To run the query, there is a required setup of grants for the application, your consumer role and your environment. Please see the Getting started page for more on this.

We also assume that the application name is the default Neo4j_Graph_Analytics. If you chose a different app name during installation, please replace it with that.

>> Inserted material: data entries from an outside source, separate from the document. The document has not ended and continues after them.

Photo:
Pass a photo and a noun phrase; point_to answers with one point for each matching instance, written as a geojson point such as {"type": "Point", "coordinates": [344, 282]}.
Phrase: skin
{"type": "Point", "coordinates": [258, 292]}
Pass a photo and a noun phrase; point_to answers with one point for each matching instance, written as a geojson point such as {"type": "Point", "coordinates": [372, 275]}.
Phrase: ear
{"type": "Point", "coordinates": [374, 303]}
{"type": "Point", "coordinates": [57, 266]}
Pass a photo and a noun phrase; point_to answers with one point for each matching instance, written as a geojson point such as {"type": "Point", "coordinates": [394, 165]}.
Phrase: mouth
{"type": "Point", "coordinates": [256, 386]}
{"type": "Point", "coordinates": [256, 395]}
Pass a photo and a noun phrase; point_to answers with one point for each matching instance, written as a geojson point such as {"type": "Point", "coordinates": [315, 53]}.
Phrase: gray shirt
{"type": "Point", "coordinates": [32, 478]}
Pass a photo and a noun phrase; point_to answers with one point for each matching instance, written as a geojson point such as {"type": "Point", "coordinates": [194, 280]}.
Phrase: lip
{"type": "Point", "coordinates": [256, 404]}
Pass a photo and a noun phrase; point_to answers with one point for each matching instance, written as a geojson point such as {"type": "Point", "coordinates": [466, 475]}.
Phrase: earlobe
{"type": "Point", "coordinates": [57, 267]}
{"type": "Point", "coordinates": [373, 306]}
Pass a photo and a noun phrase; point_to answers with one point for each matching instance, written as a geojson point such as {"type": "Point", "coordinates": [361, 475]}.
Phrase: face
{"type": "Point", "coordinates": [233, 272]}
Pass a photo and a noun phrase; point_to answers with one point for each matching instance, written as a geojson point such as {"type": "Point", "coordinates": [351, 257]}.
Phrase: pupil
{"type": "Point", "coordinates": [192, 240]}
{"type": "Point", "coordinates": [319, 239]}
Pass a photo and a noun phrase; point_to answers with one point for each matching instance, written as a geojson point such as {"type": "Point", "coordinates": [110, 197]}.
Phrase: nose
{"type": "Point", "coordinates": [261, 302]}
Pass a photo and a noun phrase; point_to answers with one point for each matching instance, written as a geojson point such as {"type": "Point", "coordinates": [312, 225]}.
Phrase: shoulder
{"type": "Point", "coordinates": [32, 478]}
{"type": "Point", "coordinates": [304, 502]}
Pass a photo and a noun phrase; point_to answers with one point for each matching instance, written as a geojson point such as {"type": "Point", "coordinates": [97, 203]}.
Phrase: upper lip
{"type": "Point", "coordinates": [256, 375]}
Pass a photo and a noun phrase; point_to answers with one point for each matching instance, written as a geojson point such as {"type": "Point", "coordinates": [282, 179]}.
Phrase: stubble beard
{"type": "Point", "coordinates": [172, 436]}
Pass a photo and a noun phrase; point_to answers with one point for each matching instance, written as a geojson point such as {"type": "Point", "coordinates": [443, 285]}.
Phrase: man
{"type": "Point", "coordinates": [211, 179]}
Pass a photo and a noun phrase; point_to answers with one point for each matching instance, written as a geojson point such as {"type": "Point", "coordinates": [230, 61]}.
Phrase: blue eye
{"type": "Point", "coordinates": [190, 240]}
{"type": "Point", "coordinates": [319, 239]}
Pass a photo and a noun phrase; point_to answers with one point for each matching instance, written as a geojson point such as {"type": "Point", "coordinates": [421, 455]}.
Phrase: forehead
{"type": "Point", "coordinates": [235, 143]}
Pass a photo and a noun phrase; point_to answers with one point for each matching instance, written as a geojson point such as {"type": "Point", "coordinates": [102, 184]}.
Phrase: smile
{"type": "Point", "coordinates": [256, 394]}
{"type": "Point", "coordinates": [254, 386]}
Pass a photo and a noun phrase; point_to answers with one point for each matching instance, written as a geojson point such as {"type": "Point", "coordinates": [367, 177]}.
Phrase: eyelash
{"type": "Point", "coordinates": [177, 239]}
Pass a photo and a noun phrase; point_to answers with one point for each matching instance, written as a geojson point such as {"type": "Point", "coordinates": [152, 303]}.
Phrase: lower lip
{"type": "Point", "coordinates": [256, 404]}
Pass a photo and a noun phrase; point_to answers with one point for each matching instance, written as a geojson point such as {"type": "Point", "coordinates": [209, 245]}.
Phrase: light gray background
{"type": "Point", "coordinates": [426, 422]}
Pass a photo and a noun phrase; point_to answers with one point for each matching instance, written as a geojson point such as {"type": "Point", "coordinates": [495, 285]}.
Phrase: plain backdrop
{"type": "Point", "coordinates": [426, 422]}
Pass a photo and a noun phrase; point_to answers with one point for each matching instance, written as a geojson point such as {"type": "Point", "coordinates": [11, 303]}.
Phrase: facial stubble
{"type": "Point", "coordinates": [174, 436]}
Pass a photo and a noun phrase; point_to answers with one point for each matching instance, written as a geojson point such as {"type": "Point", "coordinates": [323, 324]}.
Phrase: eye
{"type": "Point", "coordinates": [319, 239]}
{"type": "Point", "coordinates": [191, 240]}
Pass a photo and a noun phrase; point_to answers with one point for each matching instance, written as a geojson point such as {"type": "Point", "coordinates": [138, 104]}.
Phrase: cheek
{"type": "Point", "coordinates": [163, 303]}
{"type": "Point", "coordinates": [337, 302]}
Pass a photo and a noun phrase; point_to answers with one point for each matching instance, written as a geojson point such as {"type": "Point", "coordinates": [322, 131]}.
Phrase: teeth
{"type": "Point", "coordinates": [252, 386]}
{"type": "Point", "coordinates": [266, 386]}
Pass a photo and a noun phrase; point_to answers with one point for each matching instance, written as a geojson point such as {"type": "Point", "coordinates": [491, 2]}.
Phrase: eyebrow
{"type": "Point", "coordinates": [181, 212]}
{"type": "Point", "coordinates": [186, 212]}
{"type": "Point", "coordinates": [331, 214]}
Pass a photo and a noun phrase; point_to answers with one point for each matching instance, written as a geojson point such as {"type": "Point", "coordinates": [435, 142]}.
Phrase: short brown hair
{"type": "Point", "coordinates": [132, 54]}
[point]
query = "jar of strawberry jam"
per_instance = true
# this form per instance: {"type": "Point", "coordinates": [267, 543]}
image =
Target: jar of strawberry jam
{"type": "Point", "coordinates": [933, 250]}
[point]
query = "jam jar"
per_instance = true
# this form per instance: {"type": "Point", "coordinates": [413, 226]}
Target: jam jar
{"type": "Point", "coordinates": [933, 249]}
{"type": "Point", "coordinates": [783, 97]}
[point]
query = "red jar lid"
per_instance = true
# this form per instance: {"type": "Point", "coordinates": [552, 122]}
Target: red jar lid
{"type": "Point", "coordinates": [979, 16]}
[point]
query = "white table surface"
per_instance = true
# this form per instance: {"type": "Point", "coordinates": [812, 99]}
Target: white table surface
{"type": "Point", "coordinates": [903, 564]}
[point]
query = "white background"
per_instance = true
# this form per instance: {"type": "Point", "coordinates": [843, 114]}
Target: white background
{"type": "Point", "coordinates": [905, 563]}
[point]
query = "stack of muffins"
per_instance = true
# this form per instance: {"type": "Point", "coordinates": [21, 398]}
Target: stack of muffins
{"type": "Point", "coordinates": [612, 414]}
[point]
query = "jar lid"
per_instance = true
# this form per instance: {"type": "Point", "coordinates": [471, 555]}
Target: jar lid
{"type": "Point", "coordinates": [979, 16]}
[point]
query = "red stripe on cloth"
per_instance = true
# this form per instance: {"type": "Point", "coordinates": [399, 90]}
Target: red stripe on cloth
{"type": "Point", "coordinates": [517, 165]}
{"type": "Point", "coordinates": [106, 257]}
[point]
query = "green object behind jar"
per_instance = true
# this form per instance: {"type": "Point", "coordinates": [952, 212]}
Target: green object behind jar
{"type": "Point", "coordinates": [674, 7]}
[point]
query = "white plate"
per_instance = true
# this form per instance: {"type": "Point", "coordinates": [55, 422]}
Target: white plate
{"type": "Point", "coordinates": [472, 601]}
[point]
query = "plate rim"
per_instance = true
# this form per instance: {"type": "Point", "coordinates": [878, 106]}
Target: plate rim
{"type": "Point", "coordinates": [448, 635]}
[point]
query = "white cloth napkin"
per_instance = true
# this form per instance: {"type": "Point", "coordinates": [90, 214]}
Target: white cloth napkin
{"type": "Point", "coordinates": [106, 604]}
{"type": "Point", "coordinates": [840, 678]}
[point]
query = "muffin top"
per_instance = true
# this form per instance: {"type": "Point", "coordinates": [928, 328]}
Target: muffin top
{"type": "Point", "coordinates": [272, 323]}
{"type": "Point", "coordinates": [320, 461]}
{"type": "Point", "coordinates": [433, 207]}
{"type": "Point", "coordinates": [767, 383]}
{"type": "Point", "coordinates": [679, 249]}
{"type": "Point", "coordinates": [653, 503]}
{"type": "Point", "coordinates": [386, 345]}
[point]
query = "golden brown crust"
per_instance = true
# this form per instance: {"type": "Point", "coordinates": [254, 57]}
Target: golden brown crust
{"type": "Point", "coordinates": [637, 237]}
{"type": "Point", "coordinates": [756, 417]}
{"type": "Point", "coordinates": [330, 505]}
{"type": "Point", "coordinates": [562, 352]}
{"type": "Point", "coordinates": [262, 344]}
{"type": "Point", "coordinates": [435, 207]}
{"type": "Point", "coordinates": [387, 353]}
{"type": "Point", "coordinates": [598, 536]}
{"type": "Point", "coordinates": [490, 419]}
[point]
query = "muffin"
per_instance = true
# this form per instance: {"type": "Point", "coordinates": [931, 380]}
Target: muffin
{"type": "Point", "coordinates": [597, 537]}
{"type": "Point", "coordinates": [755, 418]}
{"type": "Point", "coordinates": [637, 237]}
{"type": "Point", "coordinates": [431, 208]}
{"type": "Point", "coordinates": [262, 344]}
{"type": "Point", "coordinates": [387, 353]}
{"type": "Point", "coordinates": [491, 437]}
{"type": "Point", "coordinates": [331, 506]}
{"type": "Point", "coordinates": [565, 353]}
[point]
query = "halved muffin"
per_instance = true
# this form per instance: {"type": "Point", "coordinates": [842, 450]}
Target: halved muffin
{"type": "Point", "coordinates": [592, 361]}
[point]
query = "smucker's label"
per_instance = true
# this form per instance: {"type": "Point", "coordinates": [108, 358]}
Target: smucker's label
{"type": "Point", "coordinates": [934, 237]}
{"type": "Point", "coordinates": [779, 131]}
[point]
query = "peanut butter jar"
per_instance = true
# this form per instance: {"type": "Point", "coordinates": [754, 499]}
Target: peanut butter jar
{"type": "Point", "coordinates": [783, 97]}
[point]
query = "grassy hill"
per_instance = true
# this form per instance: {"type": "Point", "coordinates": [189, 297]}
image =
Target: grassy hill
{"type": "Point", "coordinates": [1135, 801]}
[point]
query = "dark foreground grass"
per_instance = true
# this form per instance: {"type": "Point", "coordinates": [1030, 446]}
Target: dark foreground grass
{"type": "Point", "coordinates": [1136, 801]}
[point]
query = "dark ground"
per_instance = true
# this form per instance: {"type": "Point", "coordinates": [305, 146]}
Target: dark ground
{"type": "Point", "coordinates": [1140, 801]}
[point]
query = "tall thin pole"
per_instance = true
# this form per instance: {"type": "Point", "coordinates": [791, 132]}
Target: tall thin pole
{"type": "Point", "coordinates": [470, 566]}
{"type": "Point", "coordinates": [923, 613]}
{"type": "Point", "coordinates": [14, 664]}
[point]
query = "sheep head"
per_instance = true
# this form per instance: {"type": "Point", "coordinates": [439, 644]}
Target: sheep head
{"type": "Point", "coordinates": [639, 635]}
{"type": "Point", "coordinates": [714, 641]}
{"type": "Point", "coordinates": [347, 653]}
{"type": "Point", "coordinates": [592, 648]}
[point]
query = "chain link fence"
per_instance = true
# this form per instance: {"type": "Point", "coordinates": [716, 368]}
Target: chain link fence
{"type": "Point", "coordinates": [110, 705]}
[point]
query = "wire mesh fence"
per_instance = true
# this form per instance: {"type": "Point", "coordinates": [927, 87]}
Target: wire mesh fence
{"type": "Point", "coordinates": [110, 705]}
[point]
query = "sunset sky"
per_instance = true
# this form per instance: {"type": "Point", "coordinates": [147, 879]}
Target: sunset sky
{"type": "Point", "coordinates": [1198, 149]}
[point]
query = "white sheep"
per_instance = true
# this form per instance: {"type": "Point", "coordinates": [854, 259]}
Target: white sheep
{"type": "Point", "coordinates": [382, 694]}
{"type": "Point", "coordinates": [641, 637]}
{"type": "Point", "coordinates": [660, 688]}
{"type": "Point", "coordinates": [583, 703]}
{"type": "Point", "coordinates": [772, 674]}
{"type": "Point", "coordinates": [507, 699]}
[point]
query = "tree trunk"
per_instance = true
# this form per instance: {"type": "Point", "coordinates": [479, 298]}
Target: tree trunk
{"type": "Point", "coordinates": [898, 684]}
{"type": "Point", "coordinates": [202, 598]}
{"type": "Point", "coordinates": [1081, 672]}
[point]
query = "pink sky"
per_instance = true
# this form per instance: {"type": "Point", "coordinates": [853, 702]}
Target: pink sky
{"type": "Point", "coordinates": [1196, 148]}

The following will run a Triangle Count job:
CALL Neo4j_Graph_Analytics.graph.triangle_count('CPU_X64_XS', {
  'defaultTablePrefix': 'EXAMPLE_DB.DATA_SCHEMA',
  'project': {
    'nodeTables': ['PERSON'],
    'relationshipTables': {
      'KNOWS': {
        'sourceTable': 'PERSON',
        'targetTable': 'PERSON',
        'orientation': 'UNDIRECTED'
      }
    }
  },
  'compute': {},
  'write': [
    {
      'nodeLabel': 'PERSON',
      'outputTable': 'TRIANGLE_COUNT_BY_PERSON'
    }
  ]
});
Table 5. Results
JOB_ID JOB_START JOB_END JOB_RESULT

job_492026bbeaa6422eb4502a18def04cd6

2025-04-30 13:53:53.702000

2025-04-30 13:54:00.716000

 {
  "project_1": {
    "graphName": "snowgraph",
    "nodeCount": 6,
    "nodeMillis": 218,
    "relationshipCount": 16,
    "relationshipMillis": 541,
    "totalMillis": 759
  },
   "triangle_count_1": {
     "computeMillis": 15,
     "configuration": {
       "concurrency": 2,
       "jobId": "4a766a5a-57ee-4438-bcca-9294a8bd6743",
       "logProgress": true,
       "maxDegree": 9223372036854775807,
       "mutateProperty": "triangles",
        "nodeLabels": [
          "*"
        ],
        "relationshipTypes": [
          "*"
        ],
       "sudo": false
     },
     "globalTriangleCount": 3,
     "mutateMillis": 3,
     "nodeCount": 6,
     "nodePropertiesWritten": 6,
     "postProcessingMillis": 0,
     "preProcessingMillis": 8
  },
  "write_node_property_1": {
    "exportMillis": 2268,
    "nodeLabel": "PERSON",
    "nodeProperty": "triangles",
    "outputTable": "EXAMPLE_DB.DATA_SCHEMA.TRIANGLE_COUNT_BY_PERSON",
    "propertiesExported": 6
  }
}

The returned result contains information about the job execution and result distribution. Additionally, the triangle count for each of the nodes has been written back to the Snowflake database. The job result indicates a global triangle count of 3, representing the total number of triangles in the graph. We can query the individual node triangle counts like so:

SELECT * FROM EXAMPLE_DB.DATA_SCHEMA.TRIANGLE_COUNT_BY_PERSON;
Table 6. Results
NODEID TRIANGLES

Alice

0

Michael

3

Karin

1

Chris

2

Will

2

Mark

1

The result shows that the algorithm identifies triangles in the graph. This can be verified in the example graph.